Increased TINCR lncRNA levels have been found within differentiated superficial epidermis layers and were shown to positively regulate the expression of the MAF:MAFB TF dimer (52). Corroborating our findings, higher expression of TINCR in cervical SCC was previously observed (53), although these data contrast with data obtained from TCGA (54). All other validated lncRNA genes in our study were classified as antisense transcripts (55). We observed higher expression levels of the IGFL2-AS1 in cervical SCC compared with cervical ADC and non-CC. Higher levels of this antisense gene have been described in renal cell carcinoma (56) and gastric cancer (57); in contrast, a lower expression of IGFL2-AS1 was observed in breast ADCs (58). The CALML3-AS1 lncRNA was shown to increase proliferation, migration, and invasion of CC cells and to decrease the apoptosis of these cells. Indeed, high CALML3-AS1 levels were previously observed in CC samples of TCGA (59).
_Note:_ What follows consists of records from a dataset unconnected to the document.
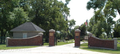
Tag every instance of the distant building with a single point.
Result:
(26, 30)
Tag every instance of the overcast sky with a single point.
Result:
(79, 12)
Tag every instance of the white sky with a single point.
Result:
(79, 12)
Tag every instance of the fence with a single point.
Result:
(100, 43)
(35, 40)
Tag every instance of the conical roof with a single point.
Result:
(28, 27)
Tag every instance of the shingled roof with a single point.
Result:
(28, 26)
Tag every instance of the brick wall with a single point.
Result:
(36, 40)
(96, 42)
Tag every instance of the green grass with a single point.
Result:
(3, 47)
(85, 46)
(62, 43)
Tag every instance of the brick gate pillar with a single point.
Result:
(51, 37)
(41, 38)
(77, 38)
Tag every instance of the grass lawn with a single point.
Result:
(85, 46)
(61, 43)
(3, 47)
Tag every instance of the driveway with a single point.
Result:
(62, 49)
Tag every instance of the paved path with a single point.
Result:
(63, 49)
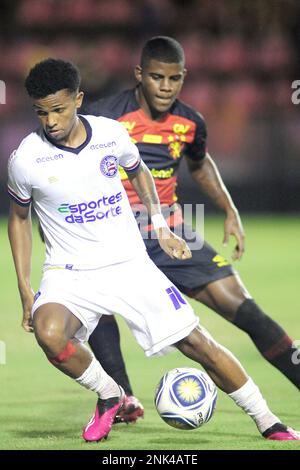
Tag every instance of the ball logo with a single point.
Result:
(109, 166)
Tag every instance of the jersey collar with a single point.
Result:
(76, 150)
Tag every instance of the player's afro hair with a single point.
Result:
(163, 49)
(52, 75)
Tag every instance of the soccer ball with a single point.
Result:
(185, 398)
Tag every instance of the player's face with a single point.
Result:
(58, 114)
(160, 84)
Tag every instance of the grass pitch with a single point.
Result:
(40, 408)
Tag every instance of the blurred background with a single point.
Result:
(242, 57)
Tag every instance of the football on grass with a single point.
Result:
(185, 398)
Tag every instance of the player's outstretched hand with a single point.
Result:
(233, 226)
(173, 245)
(27, 302)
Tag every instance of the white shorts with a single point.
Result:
(152, 306)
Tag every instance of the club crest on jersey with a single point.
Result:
(109, 166)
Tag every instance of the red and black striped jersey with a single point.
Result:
(161, 144)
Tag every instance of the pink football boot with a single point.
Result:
(101, 423)
(280, 432)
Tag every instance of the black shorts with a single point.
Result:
(204, 267)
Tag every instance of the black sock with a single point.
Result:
(105, 344)
(270, 339)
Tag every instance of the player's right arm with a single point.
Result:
(20, 237)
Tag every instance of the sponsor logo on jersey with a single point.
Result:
(102, 146)
(109, 166)
(129, 126)
(50, 158)
(92, 211)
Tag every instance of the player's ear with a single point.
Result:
(79, 98)
(138, 73)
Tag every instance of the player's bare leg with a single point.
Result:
(230, 299)
(228, 374)
(55, 327)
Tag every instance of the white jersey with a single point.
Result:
(78, 195)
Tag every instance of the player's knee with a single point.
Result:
(201, 347)
(49, 336)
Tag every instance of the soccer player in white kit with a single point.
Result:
(96, 263)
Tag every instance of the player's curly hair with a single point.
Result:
(164, 49)
(52, 75)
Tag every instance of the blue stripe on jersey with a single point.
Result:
(17, 199)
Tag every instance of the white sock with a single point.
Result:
(96, 379)
(249, 398)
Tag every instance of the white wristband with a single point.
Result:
(158, 221)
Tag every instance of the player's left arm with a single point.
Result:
(206, 174)
(143, 183)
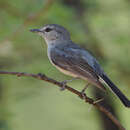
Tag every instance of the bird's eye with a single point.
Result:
(48, 29)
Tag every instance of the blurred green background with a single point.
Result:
(98, 25)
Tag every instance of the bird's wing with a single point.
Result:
(76, 60)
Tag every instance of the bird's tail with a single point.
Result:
(119, 94)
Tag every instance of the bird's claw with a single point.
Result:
(63, 85)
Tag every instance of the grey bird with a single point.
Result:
(73, 60)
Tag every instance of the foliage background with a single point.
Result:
(100, 26)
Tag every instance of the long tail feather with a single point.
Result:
(119, 94)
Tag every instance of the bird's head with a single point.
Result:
(53, 32)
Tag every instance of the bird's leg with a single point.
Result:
(65, 82)
(98, 100)
(83, 90)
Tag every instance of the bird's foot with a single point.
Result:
(98, 101)
(64, 83)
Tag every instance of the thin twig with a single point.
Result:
(60, 84)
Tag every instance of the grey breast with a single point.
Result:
(75, 59)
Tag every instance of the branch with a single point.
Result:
(74, 91)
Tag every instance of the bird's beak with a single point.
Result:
(35, 30)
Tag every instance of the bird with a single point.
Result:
(73, 60)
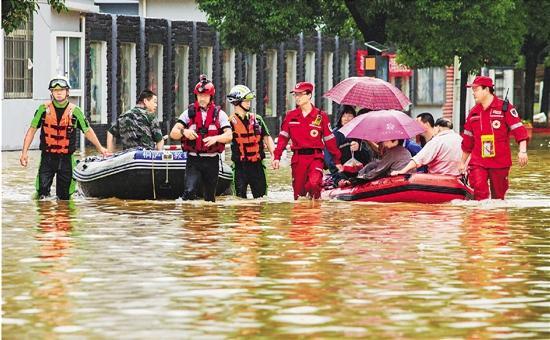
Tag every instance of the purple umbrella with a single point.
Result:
(370, 93)
(378, 126)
In our study, lower CALML3-AS1 levels were detected in cervical ADC and non-CC compared with cervical SCC, indicating this molecule may be further explored as a molecular target for specific diagnosis of this histological tumor type.
In conclusion, although the function of most of the lncRNAs remains unclear, a selected set of such transcripts were successfully validated as highly expressed in cervical SCC as compared with ADC. Among them are TINCR and CALML3-AS1, whose role in CC is under investigation. Taken together, our data reinforce the molecular differences between cervical SCC and ADC, whose significance should be explored in the prognostic and therapeutic management of these tumors.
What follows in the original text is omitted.